Manisa bimarhanesinde göreve başladıktan sonra, hastaların tedavileriyle de meşgul olmuş; musiki ile tedavi usulünü ve Tıp’ta, büyük bir yenilik sayılan “Macunla kür yapma” usulünü uygulamış, birçok hastayı bu yöntemle şifasına kavuşturmuş.

41 çeşit baharattan meydana gelen ve “Mesir Macunu” adı verilen bu macunun terkibini Merkez Efendi keşfetmiştir.

Macunun şöhretinin her tarafa yayılması üzerine, bu husustaki istekler, bir zaman gelmiş, artık karşılanamaz olur. Bunun üzerine Merkez Efendi, macunun: İlkbahar’ın geldiği ilk günlerde, bir defaya mahsus olmak üzere halka da dağıtılmasına karar verir.  Bu karar üzerine her sene Mart’ın 22’sinde (eski Mart’ın 9’unda) Sultan Camii’nin minarelerinden, halka Mesir Macunu atılması, asırlardan beri süre gelen bir adet halini almıştır.

Sümbül Efendi’nin ölümü üzerine İstanbul’a gelen Merkez Efendi daha sonra Sümbül Efendi’nin makamına geçip burada görevine devam etmiştir… Merkez Efendi 91 yaşında vefat etmiş, bugün Mevlanakapı’daki kendi adıyla anılan camiinin içine defnedilmiştir.

“Her şey merkezindedir, eksik noksan yok” diyerek selam verip, selam alıyoruz yeniden… Gönüllerimizde “aynı anda kalbinden geçiyorsa iyilik, kabuldür çünkü her şey merkezi”nde sözleriyle Camii’nin avlusunda Merkez Efendi tekkesinin şeyhleriyle koyun koyuna yatan Rıfai’nin gözbebeği Kenan Rifai’ye de selam ediyoruz…

“Evvelce Zahir Tekkesi’nde demsaz idik, Şimdi Kalb Tekkesinde dilsazız” derken ziyaretlerimizin sonra durağı olan Eyüp semtine doğru yolumuz düşüyor…

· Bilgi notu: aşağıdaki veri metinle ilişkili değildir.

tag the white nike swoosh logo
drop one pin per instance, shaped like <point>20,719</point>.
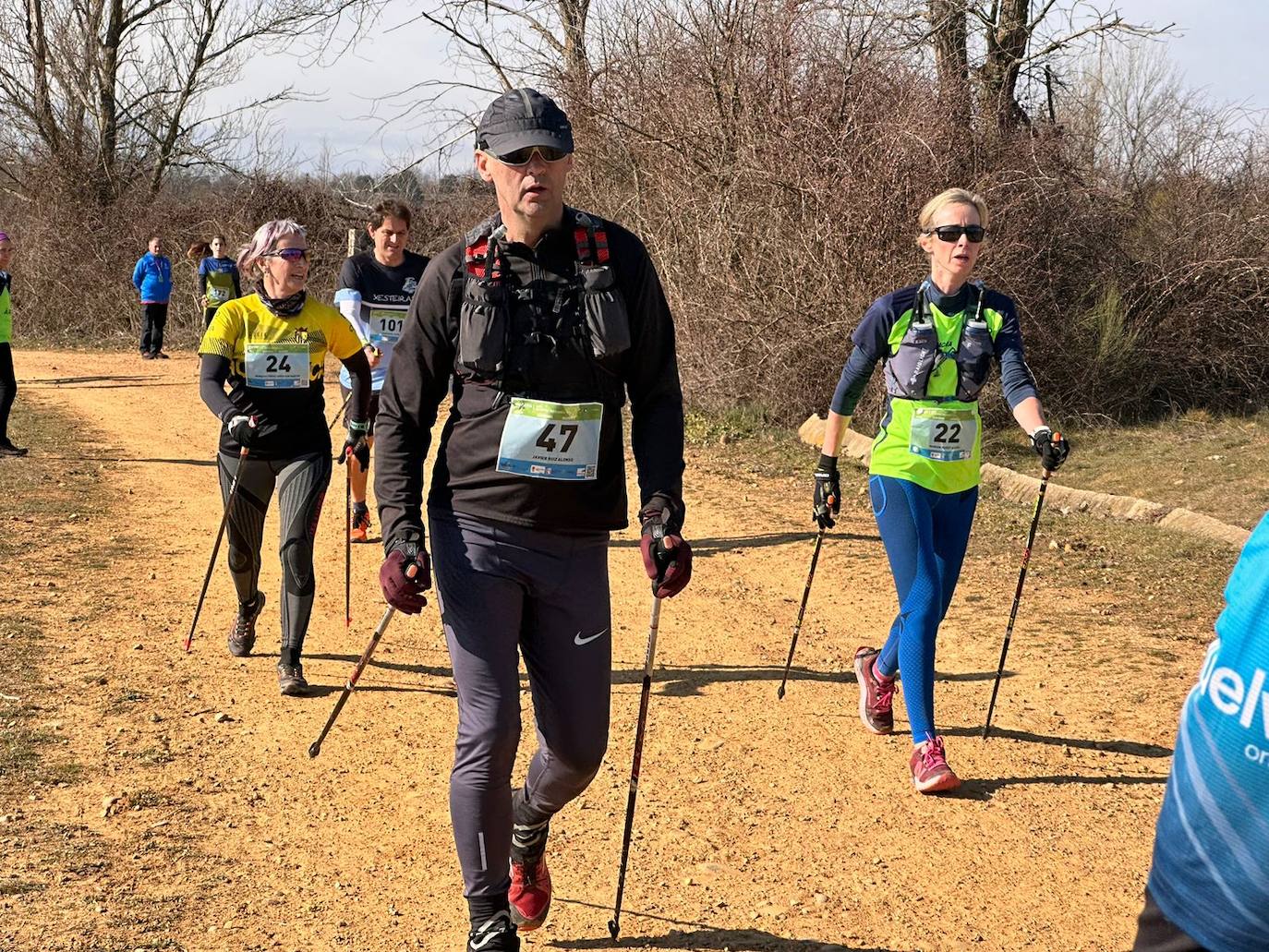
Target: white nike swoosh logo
<point>577,640</point>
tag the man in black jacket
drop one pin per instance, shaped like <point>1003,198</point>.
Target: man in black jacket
<point>547,319</point>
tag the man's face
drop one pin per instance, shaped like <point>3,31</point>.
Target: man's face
<point>533,190</point>
<point>390,240</point>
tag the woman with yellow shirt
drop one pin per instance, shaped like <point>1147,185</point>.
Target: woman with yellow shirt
<point>271,348</point>
<point>937,342</point>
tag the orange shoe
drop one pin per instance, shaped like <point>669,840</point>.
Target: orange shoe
<point>360,524</point>
<point>930,771</point>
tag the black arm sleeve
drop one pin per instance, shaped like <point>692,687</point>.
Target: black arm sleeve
<point>651,373</point>
<point>359,369</point>
<point>415,385</point>
<point>211,386</point>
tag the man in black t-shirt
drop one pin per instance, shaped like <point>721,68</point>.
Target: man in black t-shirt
<point>375,292</point>
<point>547,318</point>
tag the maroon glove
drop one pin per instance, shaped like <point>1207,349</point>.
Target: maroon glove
<point>405,575</point>
<point>667,556</point>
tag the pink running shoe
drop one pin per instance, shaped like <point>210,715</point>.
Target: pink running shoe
<point>930,771</point>
<point>876,694</point>
<point>529,895</point>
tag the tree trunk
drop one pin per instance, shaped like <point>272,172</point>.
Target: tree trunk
<point>1007,47</point>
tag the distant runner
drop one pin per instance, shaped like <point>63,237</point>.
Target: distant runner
<point>375,291</point>
<point>937,342</point>
<point>217,278</point>
<point>547,318</point>
<point>1208,885</point>
<point>152,281</point>
<point>7,380</point>
<point>271,348</point>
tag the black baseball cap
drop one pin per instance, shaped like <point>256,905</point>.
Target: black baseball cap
<point>521,118</point>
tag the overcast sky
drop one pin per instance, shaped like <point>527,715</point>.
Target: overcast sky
<point>1217,44</point>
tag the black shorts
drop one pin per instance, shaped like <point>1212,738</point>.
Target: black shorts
<point>1157,934</point>
<point>375,404</point>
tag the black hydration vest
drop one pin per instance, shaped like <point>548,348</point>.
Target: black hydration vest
<point>502,325</point>
<point>908,372</point>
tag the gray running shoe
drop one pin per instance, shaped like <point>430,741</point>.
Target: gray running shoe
<point>291,680</point>
<point>243,633</point>
<point>495,934</point>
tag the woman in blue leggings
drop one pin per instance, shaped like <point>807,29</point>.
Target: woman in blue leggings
<point>936,342</point>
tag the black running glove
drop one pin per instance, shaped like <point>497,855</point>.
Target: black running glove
<point>405,575</point>
<point>248,430</point>
<point>828,493</point>
<point>667,555</point>
<point>1049,447</point>
<point>357,442</point>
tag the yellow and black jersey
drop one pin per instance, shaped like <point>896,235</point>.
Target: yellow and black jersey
<point>275,368</point>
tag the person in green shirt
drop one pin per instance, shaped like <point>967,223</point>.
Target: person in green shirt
<point>7,381</point>
<point>937,342</point>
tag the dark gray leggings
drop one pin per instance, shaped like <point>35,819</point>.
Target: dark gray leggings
<point>301,483</point>
<point>502,586</point>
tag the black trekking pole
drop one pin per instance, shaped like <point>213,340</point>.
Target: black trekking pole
<point>1018,596</point>
<point>614,923</point>
<point>216,548</point>
<point>348,542</point>
<point>315,748</point>
<point>797,626</point>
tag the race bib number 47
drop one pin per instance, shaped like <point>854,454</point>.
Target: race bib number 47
<point>277,366</point>
<point>943,436</point>
<point>549,440</point>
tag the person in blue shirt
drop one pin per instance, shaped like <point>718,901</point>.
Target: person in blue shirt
<point>152,281</point>
<point>219,278</point>
<point>1208,885</point>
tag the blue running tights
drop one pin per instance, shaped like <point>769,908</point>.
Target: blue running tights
<point>925,535</point>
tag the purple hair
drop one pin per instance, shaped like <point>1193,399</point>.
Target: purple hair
<point>264,240</point>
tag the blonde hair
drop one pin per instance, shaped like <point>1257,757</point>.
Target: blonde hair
<point>264,240</point>
<point>952,196</point>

Burası tam bir evliyalar merkezi gibi… Her sokak içinde birkaç cami ve birkaç evliyaya rastlamak mümkün… Arabamızı park ettiğimiz yerden Eyüp Sultan Hazretleri’ne doğru yürürken karşımıza çıkan evliyalara da dua ediyoruz teker teker… Öğlen namazına denk geldiği için Eyüp Sultan Camii’nin ön avlusunu kadınların rahat namaz kılabilmesi için kadın cemaatine ayırmışlar… İçeriye girmek namümkün olduğu için bulunduğumuz yerden duamızı edip, tekrar geriye dönüyoruz…

Yolumuz üzerinde bulunan Hacı Bayram Veli ve Akşemseddin Hazretleri’nin Pirdaşı olan İstanbul İstanbul’un fetih şehitlerinden Ebu Edhem Hazretleri’nin kabrinin içine girip duamızı ettikten sonra, en son olarak Halvetiye tarikatı şeyhlerinden Pir Ümmi Sinan’ın tekkesini ve mezar yerini ziyarete gidiyoruz…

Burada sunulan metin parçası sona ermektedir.